American developers have created a neural network that can recognize the actions of people both by video recording and by radio wave scanning through a wall and other obstacles. The authors achieved this by first converting both types of data into a skeletal model, and then analyzing it with a single action recognition algorithm. The development will be presented at the ICCV 2019 conference.
In the field of computer vision, technologies for recognizing the body posture by video are quite often used. Often these algorithms are used to determine the behavioral parameters of a person or many people at once. For this, the algorithm creates a skeletal model of the body from the source frames, which can be compared with the postures characteristic of a particular type of activity. For example, Indian developers have created a drone that can recognize violence in the crowd, and Russian engineers are developing a device that can recognize the fall or unusual behavior of older people in the house.

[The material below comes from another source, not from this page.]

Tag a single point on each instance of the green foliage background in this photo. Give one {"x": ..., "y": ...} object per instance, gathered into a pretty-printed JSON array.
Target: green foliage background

Like other computer vision technologies, the algorithms for creating a body model strongly depend on the quality of frames and lighting, and also do not work when the body on the frame is closed by other objects. There are also technologies that use radio wave signals as data, rather than video recording. However, while these technologies have significantly lower accuracy.
Engineers at the Massachusetts Institute of Technology, led by Dina Katabi, created an algorithm that combines both types of data. It can be represented in the form of three main modules. First, the raw data from the camera or radio transceiver is fed to the corresponding neural network, creating a skeletal model of the body. After that, the following algorithm analyzes the models on the frame, selecting the appropriate actions. He is also able to identify and joint actions, such as a handshake.
To obtain visual data, the developers used a system of several cameras, the open AlphaPose algorithm and an algorithm that turns two-dimensional skeletal models into three-dimensional ones. For radiowave scanning through walls and other obstacles, engineers created a transceiver operating at frequencies from 5.4 to 7.2 gigahertz. It is equipped with two sets of antennas oriented vertically and horizontally. They emit radio waves and then receive reflections from objects. Two-dimensional images are formed from these signals, and then the neural network to create skeletal models receives a pair of such images (for the vertical and horizontal array of antennas).
The developers trained the neural networks included in the algorithm on several datasets, including their own for creating a model using radio signals, as well as the publicly available PKU-MMD action recognition dataset. Testing the algorithm showed that its accuracy in determining the action when the person is visible is 87.8 percent, and when working through the wall, the accuracy decreases to 83 percent.